YOUR_DATASET_PATH = r"C:\Users\kingzuzu\Downloads\dog_vs_cat_dataset"  # Example for Windows

### Define train path

In [95]:

train_path = os.path.join(YOUR_DATASET_PATH, "train")

In [85]:
# Check if the directories exist
cat_folder = os.path.join(train_path, "Cat")
dog_folder = os.path.join(train_path, "Dog")

### Image properties

In [96]:

IMG_SIZE = (64, 64)

### Function to load and preprocess images

In [97]:

def load_images_from_folder(folder, label):
    images, labels = [], []
    for filename in os.listdir(folder):
        img_path = os.path.join(folder, filename)
        img = cv2.imread(img_path, cv2.IMREAD_GRAYSCALE)
        if img is not None:
            img = cv2.resize(img, IMG_SIZE)
            images.append(img.flatten())  # Flatten image to 1D array
            labels.append(label)
    return images, labels

### Load images

In [98]:

cat_images, cat_labels = load_images_from_folder(cat_folder, 0)
dog_images, dog_labels = load_images_from_folder(dog_folder, 1)

### combine dataset

In [99]:

X = np.array(cat_images + dog_images)
y = np.array(cat_labels + dog_labels)

### Split data

In [100]:

X_train, X_test, y_train, y_test = train_test_split(X, y, test_size=0.2, random_state=42)

### Train SVM classifier

In [101]:

svm_model = SVC(kernel="linear")
svm_model.fit(X_train, y_train)

### Predict and evalute

In [102]:

y_pred = svm_model.predict(X_test)
accuracy = accuracy_score(y_test, y_pred)

print(f"SVM Classification Accuracy: {accuracy:.2f}")

SVM Classification Accuracy: 0.45


Insights

Poor Model Performance:  SVM classifier achieved only 45% accuracy, which is worse than random guessing for a binary classification task.

Inadequate Feature Representation: Using flattened grayscale pixels directly as features is likely the main cause of poor performance.

High Dimensionality Issue:  SVM is trying to classify in a 4,096-dimensional space (64×64 pixels), which is challenging due to the "curse of dimensionality.
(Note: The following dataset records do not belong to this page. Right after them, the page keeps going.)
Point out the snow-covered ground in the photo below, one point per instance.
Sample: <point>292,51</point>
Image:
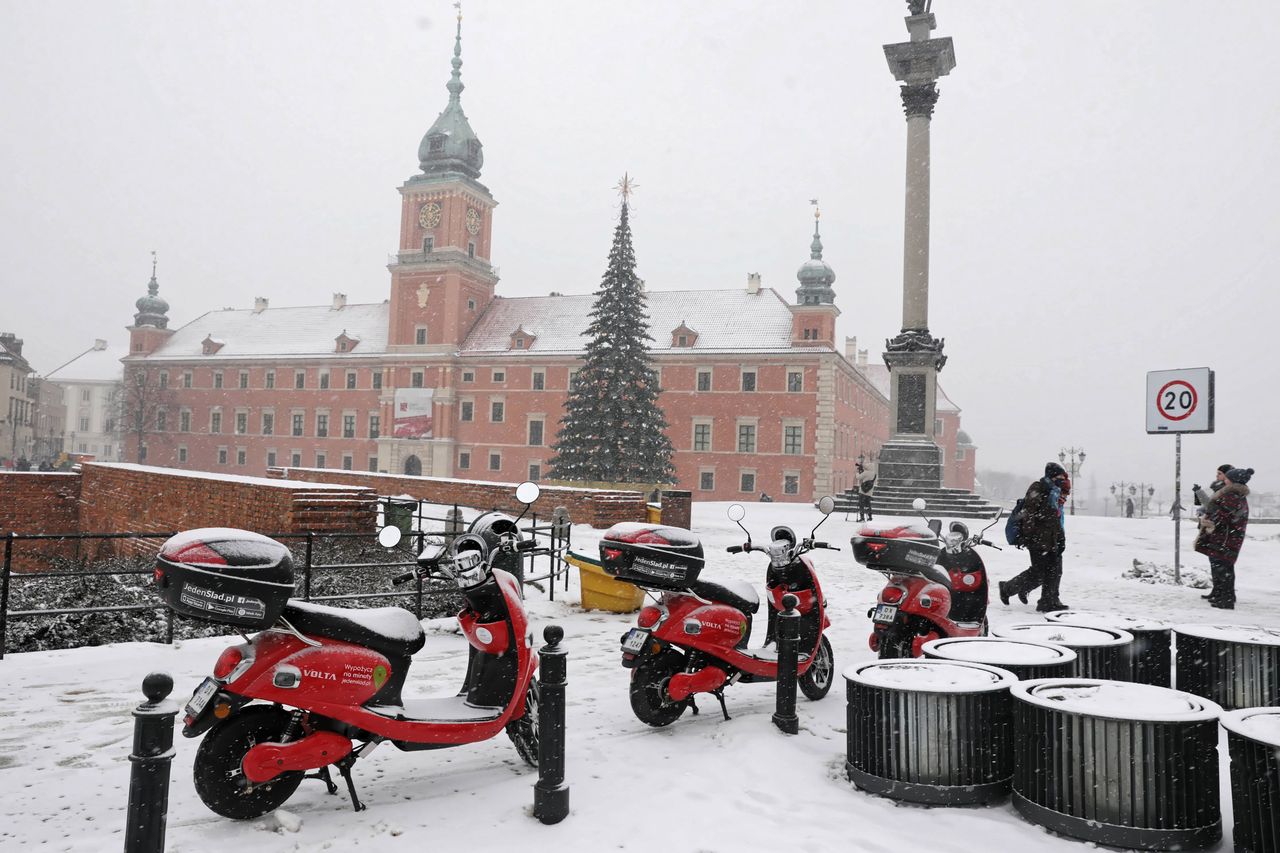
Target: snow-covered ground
<point>702,784</point>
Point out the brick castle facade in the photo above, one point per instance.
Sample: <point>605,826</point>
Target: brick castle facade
<point>449,379</point>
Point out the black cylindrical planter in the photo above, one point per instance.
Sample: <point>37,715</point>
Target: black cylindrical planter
<point>1253,739</point>
<point>1115,762</point>
<point>1233,665</point>
<point>929,731</point>
<point>1024,658</point>
<point>1151,656</point>
<point>1100,652</point>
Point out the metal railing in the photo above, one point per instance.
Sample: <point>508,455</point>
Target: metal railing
<point>554,533</point>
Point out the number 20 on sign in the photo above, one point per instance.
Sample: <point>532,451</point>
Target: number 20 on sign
<point>1180,401</point>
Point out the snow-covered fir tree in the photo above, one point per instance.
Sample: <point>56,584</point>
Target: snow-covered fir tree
<point>613,429</point>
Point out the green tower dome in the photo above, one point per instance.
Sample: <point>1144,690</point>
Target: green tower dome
<point>816,276</point>
<point>152,310</point>
<point>451,145</point>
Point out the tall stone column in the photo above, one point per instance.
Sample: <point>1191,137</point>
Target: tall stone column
<point>914,357</point>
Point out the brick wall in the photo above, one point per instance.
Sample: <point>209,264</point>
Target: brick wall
<point>155,500</point>
<point>598,507</point>
<point>42,503</point>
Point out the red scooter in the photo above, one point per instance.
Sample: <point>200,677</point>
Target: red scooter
<point>935,585</point>
<point>694,639</point>
<point>320,687</point>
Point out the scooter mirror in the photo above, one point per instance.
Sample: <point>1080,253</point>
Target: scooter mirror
<point>528,492</point>
<point>389,537</point>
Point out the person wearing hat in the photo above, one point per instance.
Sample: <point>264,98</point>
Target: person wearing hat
<point>1045,536</point>
<point>1226,515</point>
<point>1202,497</point>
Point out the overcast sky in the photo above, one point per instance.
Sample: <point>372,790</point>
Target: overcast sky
<point>1105,190</point>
Basic Implementation: The implementation uses default parameters and minimal preprocessing, which limits potential performance.

Recommendations

Feature Engineering:

Use image descriptors like HOG (Histogram of Oriented Gradients) or SIFT instead of raw pixels
Consider using a pre-trained CNN as a feature extractor, then apply SVM on those features
Maintain color information rather than converting to grayscale


Preprocessing Improvements:

Add normalization to scale pixel values (e.g., divide by 255)
Apply image augmentation (rotation, flipping, etc.) to increase training data
Consider larger image sizes to preserve more detail


SVM Optimization:

Try different kernels, especially RBF which often works better for image data
Implement grid search for hyperparameter tuning (C, gamma values)
Add class weight balancing if your dataset is imbalanced


Dimensionality Reduction:

Apply PCA to reduce dimensions before training the SVM
Try feature selection methods to keep only relevant pixel information


Alternative Approaches:

Consider CNN-based approaches which are state-of-the-art for image classification
If sticking with SVM, use it on top of extracted features rather than raw pixels
Try ensemble methods by combining multiple SVMs with different configurations


Code Structure:

Add cross-validation to get more reliable performance metrics
Implement confusion matrix analysis to understand which class is poorly predicted
Add visualization of decision boundaries to debug the model



These improvements should significantly boost your classification accuracy beyond the current 45% level.